Market Features

Anatomy of a Highflier: Reading a Rocket Ride's Rorschach

 

Technical analysis differs from other forms of psychology in that it is the analyst, not the patient, who is looking at the Rorschach. A good technician on a good day is not just looking at stock charts, he's looking into the market's soul.

"Each day's trading pattern," says John Bollinger, president of EquityTrader.com, "portrays the fight between fear and greed, between optimism and pessimism. It's a picture of a psychological battle."

Nowhere has that battle been so pitched as in the Qualcomms (QCOM) and VerticalNets (VERT) and Protein Design Labs (PDLI) of this world -- stocks whose runs have seemed to defy not just the law of gravity, but of the imagination itself.

Opening

Big moves usually start with a bang. Typically, the stock has been trapped in a range, and often it has recently seen a bit of a pullback. A great example of this is Rambus (RMBS), the specialty chip developer that has sprinted 303% since the beginning of February.

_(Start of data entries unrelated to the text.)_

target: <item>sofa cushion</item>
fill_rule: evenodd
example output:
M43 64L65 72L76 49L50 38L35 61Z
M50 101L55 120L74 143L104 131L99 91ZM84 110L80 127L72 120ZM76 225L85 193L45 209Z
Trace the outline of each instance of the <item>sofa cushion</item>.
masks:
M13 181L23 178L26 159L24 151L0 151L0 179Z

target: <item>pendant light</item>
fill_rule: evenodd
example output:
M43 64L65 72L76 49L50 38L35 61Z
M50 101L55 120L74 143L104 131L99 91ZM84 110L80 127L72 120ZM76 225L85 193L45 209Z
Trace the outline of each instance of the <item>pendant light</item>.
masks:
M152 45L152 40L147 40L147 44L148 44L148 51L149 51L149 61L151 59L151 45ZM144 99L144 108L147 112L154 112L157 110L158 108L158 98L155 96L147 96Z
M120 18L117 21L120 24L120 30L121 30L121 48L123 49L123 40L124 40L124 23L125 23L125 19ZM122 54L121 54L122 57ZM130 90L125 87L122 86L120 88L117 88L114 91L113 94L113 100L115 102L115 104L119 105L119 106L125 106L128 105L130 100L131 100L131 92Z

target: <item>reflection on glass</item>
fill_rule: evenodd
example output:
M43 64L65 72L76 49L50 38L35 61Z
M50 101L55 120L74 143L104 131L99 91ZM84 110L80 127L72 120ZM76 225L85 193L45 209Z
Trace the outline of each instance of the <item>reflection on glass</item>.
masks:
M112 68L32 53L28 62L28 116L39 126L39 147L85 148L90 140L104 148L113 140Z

Take a look at a Rambus chart going back to January 1999 and you'll see that the company was mired in a pretty broad range until last month -- that range took it as high as 117 and as low as 51. It also had a pullback a little into the year -- on Feb. 7, it was 14% off its January high. But then ... Rambus caught fire.


Rambus Busts A Move

The company had its annual meeting Feb. 9, and despite some commentators suggesting that things weren't so rosy, clearly there were investors who liked what they saw. The next day, Rambus gained 13% in heavy trading. This, according to Lehman Brothers chief technical analyst Steve Shobin, is the way a move higher usually starts.

"The hallmark is usually the clearing of a hurdle -- which we call resistance -- and surging volume," he says. "The other thing we see is a significant degree of skepticism accompanying the breakout. Rambus had lots of puts on the day of the breakout, and has had more puts than calls all the way up." (An investor who buys a put option in a stock is betting it will go down; a call buyer is betting it will go up.)

Denouement

The ends of these moves also have their hallmarks. Often -- and this is one of the things that makes it really nerve-wracking to exit a highflier -- a hot stock will go absolutely ballistic toward the end of its run.

"Qualcomm is a very good example," says Greg Nie, chief technical analyst at First Union Securities in Chicago. "In the end, it got to a point where enough was enough. You'll find this is a very common pattern with these issues. They're well into their advance, and then they accelerate even further." It's something like the reverse of the capitulative selling technicians look for at an overall market bottom. Everybody has thrown up their hands and piled in. There just isn't anybody left to get bullish on the stock.

Qualcomm, the wireless communications company that last year gained 2,619% but this year has slipped 27.9%, shows other characteristics typical to a strong stock that's run out of steam. Take a look at the action around its top.


Qualcomm Tops Out

Qualcomm closed at a new high Jan. 3, adding 3 3/16 to finish at 179 5/16. But it had opened at 199 1/4 and, shortly thereafter, hit an intraday high of 200. A lot of investors had suddenly changed their minds about Qualcomm in the middle of the trading day. Volume was a heavy 31.76 million shares.

"If you get one of these big volume days where you open dramatically higher and close lower, that's a warning sign," says Bollinger. "It's the juncture where euphoria meets fear and is overcome."

And the fear was still in Qualcomm the next day -- it dropped 17 1/4 to 152 1/16. Qualcomm closed below its open for seven of the next 10 trading days. If that wasn't sign enough that things had changed for the stock, it came shortly thereafter. On Jan. 19, the Nasdaq Composite Index hit a new high. Qualcomm, which had come to embody the index's big move in 1999, was 18% below its record close.

There was no longer any doubt. The most amazing stock run the world had ever seen was over.